On 7/12/07, Sean Donelan <[EMAIL PROTECTED]> wrote:
On Thu, 12 Jul 2007, micky coughes wrote: > I can see that *everybody* is missing the point on Peter's exercise. > Clearly this is to show to the telcos of the world that you can upgrade to a > native IP infrastructure and absorb the existing transport into the router > with a minimal effort. There was a post here from someone that was there > that explained how simple it was. This is HUGE! This has the potential to > completely disrupt telco transport dinosaur groups *and* reshape the > future. Taking it to his mom's house is just a poke in the telco eye, he is > making fun of them. This then begs the question why can they do it between > their facilities? If one guy can do it to a *house* it must not be that > hard. However, telcos with transport groups of 1000s can't pull this off, > this little project states volumes. Anyone can buy CRS-1 from Cisco. All you need is money.
Busting out my handy dandy cisco configuration tool I can see that this is a very expensive CPE solution.
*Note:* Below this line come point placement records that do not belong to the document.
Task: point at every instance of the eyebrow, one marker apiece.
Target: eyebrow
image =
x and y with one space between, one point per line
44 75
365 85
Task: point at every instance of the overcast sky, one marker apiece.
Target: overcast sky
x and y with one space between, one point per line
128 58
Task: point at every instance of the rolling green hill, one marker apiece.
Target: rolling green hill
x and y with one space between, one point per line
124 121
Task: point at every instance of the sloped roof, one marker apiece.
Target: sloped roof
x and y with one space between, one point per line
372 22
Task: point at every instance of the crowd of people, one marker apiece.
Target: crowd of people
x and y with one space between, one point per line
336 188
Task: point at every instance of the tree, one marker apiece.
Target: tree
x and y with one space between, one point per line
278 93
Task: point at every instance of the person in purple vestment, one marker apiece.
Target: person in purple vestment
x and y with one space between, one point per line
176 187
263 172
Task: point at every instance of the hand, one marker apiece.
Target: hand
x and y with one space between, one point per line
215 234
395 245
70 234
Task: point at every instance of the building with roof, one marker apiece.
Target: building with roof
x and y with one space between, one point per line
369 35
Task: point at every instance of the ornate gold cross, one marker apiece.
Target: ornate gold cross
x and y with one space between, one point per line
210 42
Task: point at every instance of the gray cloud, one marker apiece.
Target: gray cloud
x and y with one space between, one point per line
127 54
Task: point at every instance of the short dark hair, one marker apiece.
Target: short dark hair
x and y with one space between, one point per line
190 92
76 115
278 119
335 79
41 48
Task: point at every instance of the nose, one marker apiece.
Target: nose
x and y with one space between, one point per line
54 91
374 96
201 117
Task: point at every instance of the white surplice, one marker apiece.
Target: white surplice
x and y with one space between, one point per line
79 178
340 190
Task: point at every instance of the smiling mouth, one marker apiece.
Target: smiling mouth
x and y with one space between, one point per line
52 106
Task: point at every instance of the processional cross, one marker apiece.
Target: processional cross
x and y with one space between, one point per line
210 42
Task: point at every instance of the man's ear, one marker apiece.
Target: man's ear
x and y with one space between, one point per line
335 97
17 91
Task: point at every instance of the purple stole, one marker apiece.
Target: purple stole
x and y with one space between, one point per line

This exercise cannot be about last mile delivery, thinking so is foolish. Given that and moving the technology to the core it becomes: Money + laying off thousands of worthless telco TDM transport people. The solution that is presented is to take an existing 10G transport DWDM network, remove transponders, replace with router gear instead of forklifting the end terminal systems. This is a viable model.
Why are you waiting for the telco's to do something?
I am waiting for them to go out of business so I can pick assets pennies on the dollar. Japan is spending over USD $30 Billion to bring 100Mbps to the most (but
not all) of their country. Verizon is spending about $23 Billion on FTTH to reach 18 million homes. CableLabs is hoping DOCSIS 3.0 will bring 400+ Mbps to the home without needing to replace the coax plant with fiber to the home.
You are confused and your argument is orthogonal. 40G home delivery is not currently an viable business model given the CPE cost. This is about upgrading your current transport from 10G to 40G with minimal cost and effort. For those that want 100G replace the handoff and incorporate the same or better modulation schemes. Welcome to the Bell 202 to Bell 212 upgrade. All you need is money. That is left as an simple exercise for the reader.
And to you obviously money is an infinite resource.